1. A method of calculating an end of service life (EOSL) condition, comprising:

receiving data associated with a unit under investigation (UUI);

determining that the UUI has reached an EOSL condition in response to data indicative of an increasing rate of non-random failures; and

invoking an EOSL process in response to the existence of an EOSL condition.

2. The method of claim 1, wherein said determination of an EOSL condition is only made if said UUI is not associated with a known quality defect.

3. The method of claim 1, wherein said determination of an EOSL condition is only made if said UUI is not associated with a design margin problem.

4. The method of claim 1, wherein said determination of an EOSL condition is only made if said UUI has been operating under acceptable environmental conditions.

5. The method of claim 2, wherein said determination of an EOSL condition is only made if said UUI is not associated with a design margin problem and said UUI has been operating under acceptable environmental conditions.

6. The method of claim 1, wherein said determination of an EOSL condition is only made if said UUI is not associated with customer specific failures.

7. The method of claim 1, wherein in the case of said UUI comprising a mechanical component said determination of an EOSL condition is only made if said UUI has not reached a 10 year service life.

8. The method of claim 1, wherein said non-random failures are measured using one or more of shipment information, returned goods information, failure symptom information and environmental condition information.

9. The method of claim 1, wherein:

said data comprises life data associated with said UUI; and

said step of determining further comprises the step of fitting received life data to a lifetime distribution curve to determine thereby a life stage of the UUI.

10. The method of claim 9, wherein the lifetime distribution curve comprises a Weibull distribution.

11. The method of claim 10, wherein an end of life condition is indicated where the life data fits a Weibull distribution having a beta greater than one.

12. The method of claim 1, wherein said EOSL routine comprises storing in memory an indication that EOSL has been reached for the UUI.

13. The method of claim 1, wherein said EOSL routine comprises triggering an order for a spares order associated with said UUI.

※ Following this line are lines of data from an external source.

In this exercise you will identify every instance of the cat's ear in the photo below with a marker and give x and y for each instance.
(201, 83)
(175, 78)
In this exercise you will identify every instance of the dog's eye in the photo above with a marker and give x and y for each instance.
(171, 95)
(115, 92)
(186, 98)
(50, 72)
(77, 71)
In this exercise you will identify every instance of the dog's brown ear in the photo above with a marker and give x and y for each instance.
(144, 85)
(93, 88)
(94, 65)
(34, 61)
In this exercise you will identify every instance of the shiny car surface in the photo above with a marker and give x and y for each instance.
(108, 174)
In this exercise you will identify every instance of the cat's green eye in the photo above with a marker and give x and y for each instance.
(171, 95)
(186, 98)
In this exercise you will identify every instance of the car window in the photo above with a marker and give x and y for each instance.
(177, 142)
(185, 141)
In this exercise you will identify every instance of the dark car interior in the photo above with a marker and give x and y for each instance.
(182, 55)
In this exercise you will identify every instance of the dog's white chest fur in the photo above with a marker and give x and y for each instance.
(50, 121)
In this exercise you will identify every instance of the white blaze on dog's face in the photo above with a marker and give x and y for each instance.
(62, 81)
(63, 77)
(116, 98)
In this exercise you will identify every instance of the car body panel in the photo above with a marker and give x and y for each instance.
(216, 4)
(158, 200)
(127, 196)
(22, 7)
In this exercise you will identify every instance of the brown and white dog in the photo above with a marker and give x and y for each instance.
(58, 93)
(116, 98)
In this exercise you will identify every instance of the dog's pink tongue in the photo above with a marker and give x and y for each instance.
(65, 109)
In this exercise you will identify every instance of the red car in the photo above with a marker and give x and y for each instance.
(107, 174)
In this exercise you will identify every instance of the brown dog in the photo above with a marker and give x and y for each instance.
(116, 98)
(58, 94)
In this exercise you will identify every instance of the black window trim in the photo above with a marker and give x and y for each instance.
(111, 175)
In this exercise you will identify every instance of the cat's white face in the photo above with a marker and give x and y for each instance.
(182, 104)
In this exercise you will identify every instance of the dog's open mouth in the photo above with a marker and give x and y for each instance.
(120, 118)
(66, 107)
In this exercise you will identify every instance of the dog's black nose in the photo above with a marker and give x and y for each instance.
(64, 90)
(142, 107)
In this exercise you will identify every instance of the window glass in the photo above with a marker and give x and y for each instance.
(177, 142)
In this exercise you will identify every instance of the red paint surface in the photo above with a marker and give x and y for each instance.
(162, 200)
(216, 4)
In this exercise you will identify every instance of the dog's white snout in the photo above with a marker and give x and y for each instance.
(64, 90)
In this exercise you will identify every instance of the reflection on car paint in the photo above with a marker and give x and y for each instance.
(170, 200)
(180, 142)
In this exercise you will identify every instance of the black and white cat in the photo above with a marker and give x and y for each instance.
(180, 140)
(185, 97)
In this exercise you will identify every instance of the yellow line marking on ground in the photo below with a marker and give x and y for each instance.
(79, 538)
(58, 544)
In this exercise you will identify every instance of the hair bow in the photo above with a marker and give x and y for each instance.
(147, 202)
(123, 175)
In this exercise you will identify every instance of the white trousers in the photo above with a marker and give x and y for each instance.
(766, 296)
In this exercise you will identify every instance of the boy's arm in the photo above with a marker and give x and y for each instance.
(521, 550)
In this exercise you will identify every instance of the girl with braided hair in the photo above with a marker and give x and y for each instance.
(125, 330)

14. The method of claim 1, wherein said EOSL routine comprises transmitting any identified environmental, design or manufacturing conditions associated with the UUI.

15. A computer readable medium containing a program which, when executed by a processor, performs a method of calculating an end of service life (EOSL) condition, comprising:

receiving data associated with a unit under investigation (UUI);

determining that the UUI has reached an EOSL condition in response to data indicative of an increasing rate of non-random failures; and

invoking an EOSL process in response to the existence of an EOSL condition.

16. Apparatus for calculating an end of service life (EOSL) condition, comprising:

means for receiving data associated with a unit under investigation (UUI);

means for determining that the UUI has reached an EOSL condition in response to data indicative of an increasing rate of non-random failures; and

means for invoking an EOSL process in response to the existence of an EOSL condition.